For as long as I can remember, the NRA was the loudest voice against any law that limited the right to keep and bear arms (RKBA amongst those engaged in the struggle). With fiery rhetoric and cold cash, they fought against every perceived violation of the right of each and every individual to arm themselves, as the Second Amendment said they could. This was fundamental. But that was then, and this is now.
All those years of effort are now unbearably close to bearing fruit. The issue is before the Court. The scholars are now behind them. The stars have aligned.

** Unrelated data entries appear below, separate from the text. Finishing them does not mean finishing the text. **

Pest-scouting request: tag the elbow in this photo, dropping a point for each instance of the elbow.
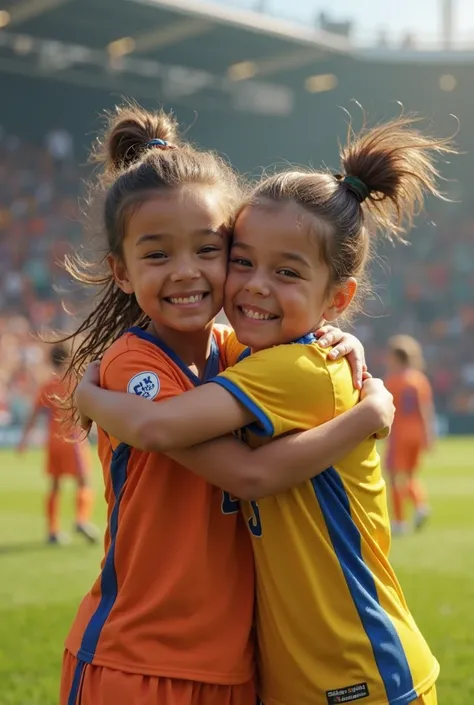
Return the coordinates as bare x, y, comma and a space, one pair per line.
253, 486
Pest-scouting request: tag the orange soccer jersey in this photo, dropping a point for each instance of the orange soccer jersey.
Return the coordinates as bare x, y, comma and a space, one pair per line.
176, 591
66, 454
411, 391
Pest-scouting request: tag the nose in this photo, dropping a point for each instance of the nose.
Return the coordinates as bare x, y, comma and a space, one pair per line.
257, 284
185, 270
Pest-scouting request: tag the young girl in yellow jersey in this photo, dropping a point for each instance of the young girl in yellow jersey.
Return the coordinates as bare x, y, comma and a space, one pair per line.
333, 624
169, 619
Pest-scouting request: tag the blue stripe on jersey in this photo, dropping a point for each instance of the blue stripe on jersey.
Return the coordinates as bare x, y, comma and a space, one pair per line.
109, 586
245, 353
346, 540
76, 683
266, 427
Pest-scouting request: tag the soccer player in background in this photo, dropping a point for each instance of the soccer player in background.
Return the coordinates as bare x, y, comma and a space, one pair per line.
413, 429
66, 454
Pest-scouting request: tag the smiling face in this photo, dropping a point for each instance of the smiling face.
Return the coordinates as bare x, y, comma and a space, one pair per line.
175, 257
278, 287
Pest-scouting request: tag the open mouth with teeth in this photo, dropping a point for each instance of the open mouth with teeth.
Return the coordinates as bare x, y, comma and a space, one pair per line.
186, 300
256, 315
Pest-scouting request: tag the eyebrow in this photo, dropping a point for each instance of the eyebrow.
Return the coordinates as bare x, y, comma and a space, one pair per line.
157, 237
292, 256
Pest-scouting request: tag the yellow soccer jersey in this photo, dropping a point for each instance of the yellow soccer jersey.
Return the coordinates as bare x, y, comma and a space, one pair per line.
333, 624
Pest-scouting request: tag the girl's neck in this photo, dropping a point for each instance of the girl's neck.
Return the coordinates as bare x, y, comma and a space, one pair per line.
192, 348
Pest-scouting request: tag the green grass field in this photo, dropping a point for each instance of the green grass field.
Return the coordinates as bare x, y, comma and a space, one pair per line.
40, 586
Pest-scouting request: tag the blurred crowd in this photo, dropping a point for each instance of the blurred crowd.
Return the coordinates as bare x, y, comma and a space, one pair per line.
424, 289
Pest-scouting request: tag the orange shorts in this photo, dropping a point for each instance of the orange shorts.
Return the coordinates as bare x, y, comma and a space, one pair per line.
68, 459
404, 455
84, 684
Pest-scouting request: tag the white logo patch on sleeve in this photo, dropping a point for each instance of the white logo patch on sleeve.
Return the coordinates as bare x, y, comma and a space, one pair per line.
145, 384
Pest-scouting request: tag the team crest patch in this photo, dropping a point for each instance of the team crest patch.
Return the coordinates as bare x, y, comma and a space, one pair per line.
145, 384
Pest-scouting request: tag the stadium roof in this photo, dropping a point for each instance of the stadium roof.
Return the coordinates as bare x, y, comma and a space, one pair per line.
176, 50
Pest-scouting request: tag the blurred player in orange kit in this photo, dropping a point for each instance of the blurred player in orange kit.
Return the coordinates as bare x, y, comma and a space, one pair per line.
413, 428
66, 454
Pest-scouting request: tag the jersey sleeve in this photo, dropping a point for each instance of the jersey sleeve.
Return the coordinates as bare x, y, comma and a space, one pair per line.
425, 393
287, 388
138, 370
232, 349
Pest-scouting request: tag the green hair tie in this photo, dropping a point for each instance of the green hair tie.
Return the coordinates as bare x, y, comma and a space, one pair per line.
357, 187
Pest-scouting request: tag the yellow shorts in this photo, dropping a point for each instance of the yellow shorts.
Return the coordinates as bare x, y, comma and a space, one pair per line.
85, 684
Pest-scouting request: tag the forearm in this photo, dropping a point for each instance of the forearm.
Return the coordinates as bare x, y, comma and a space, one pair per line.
106, 409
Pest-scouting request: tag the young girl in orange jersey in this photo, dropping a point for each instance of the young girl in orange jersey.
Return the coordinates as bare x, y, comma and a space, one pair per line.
169, 620
413, 428
65, 455
332, 622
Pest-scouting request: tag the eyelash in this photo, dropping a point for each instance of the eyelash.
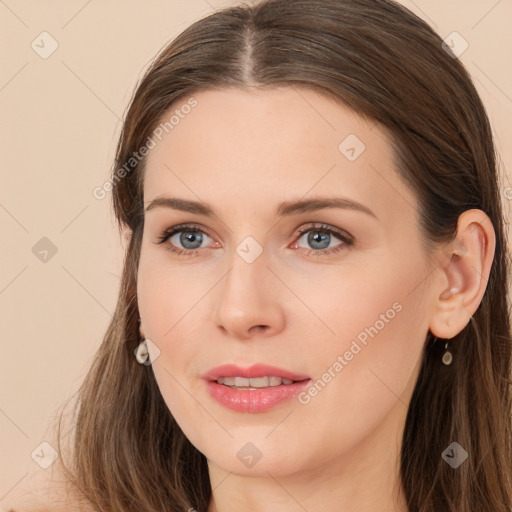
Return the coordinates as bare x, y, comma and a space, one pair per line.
347, 240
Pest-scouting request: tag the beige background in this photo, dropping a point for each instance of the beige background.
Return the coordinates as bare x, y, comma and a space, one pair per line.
60, 120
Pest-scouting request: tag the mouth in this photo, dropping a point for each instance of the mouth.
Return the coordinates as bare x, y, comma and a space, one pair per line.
254, 389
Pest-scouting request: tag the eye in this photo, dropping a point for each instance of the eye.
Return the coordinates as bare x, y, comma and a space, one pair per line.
184, 240
321, 237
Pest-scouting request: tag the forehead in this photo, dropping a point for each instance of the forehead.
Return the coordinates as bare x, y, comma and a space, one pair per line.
264, 146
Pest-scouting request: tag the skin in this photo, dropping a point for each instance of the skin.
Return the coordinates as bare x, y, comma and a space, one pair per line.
243, 153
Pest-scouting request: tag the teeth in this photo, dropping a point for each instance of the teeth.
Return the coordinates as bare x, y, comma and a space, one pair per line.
259, 382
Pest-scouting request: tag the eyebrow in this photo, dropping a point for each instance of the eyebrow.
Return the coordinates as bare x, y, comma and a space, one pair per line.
285, 208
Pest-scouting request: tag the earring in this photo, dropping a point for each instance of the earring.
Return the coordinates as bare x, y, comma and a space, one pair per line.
447, 356
141, 353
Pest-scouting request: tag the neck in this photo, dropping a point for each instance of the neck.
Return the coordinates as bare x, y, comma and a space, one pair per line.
364, 480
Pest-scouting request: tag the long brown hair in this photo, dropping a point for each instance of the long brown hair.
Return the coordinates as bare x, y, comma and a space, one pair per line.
390, 67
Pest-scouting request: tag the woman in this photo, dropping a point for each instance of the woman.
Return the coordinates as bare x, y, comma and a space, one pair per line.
313, 312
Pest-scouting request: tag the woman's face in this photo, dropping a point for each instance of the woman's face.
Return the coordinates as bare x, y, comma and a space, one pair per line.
335, 299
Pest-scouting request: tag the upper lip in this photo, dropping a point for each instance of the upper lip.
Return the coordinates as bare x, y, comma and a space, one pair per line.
252, 372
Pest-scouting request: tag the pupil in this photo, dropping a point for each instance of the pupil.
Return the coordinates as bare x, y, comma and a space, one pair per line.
190, 238
318, 237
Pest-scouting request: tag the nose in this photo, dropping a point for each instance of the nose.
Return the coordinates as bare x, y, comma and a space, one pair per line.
250, 300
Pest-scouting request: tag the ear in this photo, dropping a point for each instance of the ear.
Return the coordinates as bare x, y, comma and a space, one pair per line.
465, 265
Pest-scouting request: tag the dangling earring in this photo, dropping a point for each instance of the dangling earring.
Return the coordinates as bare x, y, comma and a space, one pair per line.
141, 352
447, 356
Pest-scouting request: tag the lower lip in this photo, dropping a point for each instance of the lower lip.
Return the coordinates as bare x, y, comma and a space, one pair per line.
254, 400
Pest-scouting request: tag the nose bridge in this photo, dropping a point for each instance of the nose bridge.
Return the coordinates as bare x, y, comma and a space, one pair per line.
245, 300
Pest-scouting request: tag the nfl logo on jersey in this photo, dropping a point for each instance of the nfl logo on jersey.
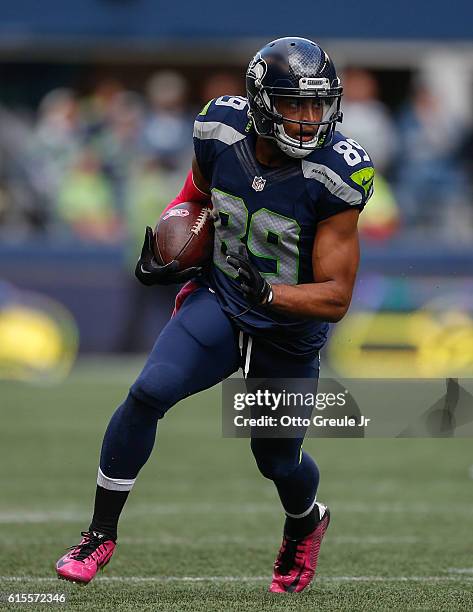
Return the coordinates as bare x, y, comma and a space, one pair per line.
258, 183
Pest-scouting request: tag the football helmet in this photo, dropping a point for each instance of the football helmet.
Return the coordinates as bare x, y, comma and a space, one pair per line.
295, 68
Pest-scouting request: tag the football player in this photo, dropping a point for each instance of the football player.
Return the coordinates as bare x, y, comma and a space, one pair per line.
286, 190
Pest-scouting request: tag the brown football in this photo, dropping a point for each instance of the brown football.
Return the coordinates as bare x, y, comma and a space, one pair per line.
185, 233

No longer are they the lunatic fringe that liberals claimed them to be, but righteous Americans demanding nothing more or less than what the Constitution guarantees.

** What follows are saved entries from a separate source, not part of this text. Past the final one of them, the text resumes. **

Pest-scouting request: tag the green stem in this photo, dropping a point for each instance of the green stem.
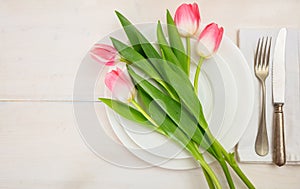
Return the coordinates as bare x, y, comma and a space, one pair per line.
196, 79
209, 174
142, 111
233, 164
188, 52
168, 89
215, 151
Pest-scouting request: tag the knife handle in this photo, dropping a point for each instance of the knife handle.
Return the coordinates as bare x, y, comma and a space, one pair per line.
279, 141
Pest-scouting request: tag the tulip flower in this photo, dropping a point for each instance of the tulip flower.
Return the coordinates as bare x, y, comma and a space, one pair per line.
187, 19
105, 54
209, 40
120, 84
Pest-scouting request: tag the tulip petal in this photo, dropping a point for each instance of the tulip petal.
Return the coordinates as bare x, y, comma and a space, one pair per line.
104, 54
209, 40
119, 84
187, 19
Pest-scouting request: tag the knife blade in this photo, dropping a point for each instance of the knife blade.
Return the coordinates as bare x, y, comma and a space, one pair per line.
278, 86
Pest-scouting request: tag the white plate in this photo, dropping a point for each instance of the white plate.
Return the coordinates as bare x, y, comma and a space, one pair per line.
228, 102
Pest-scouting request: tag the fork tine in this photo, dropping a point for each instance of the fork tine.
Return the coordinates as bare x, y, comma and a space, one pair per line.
269, 50
256, 58
261, 56
266, 53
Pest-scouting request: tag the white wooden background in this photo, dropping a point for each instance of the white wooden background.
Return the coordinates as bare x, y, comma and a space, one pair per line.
41, 46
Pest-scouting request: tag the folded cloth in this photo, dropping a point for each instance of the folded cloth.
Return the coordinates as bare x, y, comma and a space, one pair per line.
246, 152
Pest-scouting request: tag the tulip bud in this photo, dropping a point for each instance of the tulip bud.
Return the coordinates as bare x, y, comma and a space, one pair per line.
105, 54
120, 84
187, 19
209, 40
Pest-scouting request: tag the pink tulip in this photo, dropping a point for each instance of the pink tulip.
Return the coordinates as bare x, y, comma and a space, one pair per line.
187, 19
120, 84
209, 40
105, 54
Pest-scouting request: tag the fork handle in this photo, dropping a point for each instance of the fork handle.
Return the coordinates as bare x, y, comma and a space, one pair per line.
261, 142
279, 142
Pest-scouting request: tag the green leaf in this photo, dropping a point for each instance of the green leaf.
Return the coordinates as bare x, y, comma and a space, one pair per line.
137, 59
176, 42
166, 49
174, 110
184, 89
126, 111
131, 32
166, 124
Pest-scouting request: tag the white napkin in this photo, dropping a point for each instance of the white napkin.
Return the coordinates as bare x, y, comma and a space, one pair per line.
245, 149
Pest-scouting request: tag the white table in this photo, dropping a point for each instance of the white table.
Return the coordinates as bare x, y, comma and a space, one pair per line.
41, 46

But just as the vision of the Second Amendment has turned around, so too has the NRA. How odd to see the shoe on the other foot.
The National Rifle Association argues in its amicus brief to the Supreme Court that the Second Amendment does not apply to felons. The “Martha Stewart” exception has been born.

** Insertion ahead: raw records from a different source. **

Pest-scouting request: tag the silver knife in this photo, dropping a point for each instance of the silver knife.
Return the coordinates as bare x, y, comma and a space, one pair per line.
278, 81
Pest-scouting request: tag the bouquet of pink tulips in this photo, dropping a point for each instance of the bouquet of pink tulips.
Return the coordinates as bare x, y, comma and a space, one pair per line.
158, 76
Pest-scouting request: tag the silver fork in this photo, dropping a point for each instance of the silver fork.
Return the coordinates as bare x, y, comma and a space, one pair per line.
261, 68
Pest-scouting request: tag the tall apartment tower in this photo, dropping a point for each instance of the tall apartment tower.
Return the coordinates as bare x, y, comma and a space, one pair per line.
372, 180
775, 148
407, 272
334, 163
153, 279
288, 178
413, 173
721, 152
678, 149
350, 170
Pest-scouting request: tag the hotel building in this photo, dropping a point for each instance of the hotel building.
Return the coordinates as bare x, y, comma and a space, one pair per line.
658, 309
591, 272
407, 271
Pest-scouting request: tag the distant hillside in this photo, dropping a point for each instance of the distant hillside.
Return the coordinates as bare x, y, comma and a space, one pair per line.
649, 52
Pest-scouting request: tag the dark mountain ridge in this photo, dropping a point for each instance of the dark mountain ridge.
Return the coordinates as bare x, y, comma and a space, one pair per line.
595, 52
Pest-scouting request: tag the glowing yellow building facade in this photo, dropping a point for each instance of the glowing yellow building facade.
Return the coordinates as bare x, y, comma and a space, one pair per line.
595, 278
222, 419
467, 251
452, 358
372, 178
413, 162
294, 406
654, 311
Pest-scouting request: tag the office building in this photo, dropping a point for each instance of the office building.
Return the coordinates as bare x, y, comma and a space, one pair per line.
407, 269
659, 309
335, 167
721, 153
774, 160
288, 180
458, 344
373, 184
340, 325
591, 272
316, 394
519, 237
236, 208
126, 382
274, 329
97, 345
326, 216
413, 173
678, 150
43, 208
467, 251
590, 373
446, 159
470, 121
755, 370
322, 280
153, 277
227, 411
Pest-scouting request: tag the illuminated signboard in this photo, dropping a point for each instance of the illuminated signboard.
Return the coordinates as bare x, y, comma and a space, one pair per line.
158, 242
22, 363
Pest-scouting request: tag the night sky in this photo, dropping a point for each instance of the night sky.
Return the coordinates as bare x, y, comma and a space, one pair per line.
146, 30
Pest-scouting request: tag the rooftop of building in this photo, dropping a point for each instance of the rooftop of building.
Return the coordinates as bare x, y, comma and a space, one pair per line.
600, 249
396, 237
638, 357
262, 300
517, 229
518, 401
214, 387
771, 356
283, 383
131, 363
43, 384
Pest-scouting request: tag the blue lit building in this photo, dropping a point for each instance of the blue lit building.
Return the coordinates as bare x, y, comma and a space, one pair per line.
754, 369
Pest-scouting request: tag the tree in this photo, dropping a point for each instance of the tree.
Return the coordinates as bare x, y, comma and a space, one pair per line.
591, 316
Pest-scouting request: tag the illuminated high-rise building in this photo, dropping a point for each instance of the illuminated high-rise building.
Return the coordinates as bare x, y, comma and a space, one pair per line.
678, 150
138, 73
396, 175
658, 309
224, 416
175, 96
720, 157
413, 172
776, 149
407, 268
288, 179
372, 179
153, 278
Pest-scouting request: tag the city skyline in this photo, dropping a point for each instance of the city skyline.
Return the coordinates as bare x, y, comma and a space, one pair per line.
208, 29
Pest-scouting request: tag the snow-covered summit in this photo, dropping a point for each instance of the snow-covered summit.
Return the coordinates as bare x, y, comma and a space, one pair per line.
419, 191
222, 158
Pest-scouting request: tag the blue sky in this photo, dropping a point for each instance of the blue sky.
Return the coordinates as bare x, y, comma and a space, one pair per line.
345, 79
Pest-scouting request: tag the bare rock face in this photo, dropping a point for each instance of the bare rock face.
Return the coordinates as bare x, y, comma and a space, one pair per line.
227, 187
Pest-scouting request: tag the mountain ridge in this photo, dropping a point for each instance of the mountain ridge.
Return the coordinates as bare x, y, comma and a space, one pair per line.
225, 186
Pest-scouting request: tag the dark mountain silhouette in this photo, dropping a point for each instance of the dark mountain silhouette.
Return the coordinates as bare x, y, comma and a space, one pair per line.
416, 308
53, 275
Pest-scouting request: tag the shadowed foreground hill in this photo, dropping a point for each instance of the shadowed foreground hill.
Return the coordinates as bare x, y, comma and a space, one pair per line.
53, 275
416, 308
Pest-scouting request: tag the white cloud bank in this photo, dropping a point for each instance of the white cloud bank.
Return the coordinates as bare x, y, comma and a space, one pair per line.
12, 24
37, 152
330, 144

This individual right to keep and bear arms is a fundamental right; the Second Amendment on its face describes it as essential to a “free State”—a democratic state free from government tyranny. As with the fundamental democratic rights guaranteed by the First Amendment, laws burdening Second Amendment rights should be subjected to strict scrutiny and struck down in their entirety when overly broad. Petitioners and their supporting attempt to conjure fears of legal bedlam should courts examine firearms laws under strict scrutiny, yet they present no real argument that long-standing laws regulating the ownership and use of firearms, such as laws barring ownership by convicted felons or the insane, would fail to pass muster under that test.
Well, ain’t that something? It appears that “the people” just turned into “the people we like” when it comes to fundamental, unequivocal rights.
So “strict scrutiny” provides a test that will allow the government to legislate away the Second Amendment right of Martha Stewart to carry a weapon to protect herself, eh? The NRA responds to what they characterize as Professor Chemerinsky’s “in terrorem argument” that under their proposed strict scrutiny test for this fundamental right, felons and the insane would still be subject to regulation. Why? They don’t say. They just say they would. A little dodge and weave around the threat that the Supreme Court might sink their big win if the bad guys get guns too.
This is not going to be as easy as the NRA would like it to be. As posted here, I see some difficulty in drawing the fine distinctions that the NRA suddenly supports, in contrast to its fundamental rights position. Will strict scrutiny keep guns (not to mention swords, knives, etc.) out of the hands of felons? What about felons whose crimes bear no connection to violence? Or felons convicted 40 years ago? Or felons whose crime was possession of a weapon, the fundamental right itself?
Heller is going to be one interesting decision. But the NRA, ever true to its mission, is busy trying to scurry around that little hole it dug for itself over the years, and just keeps digging.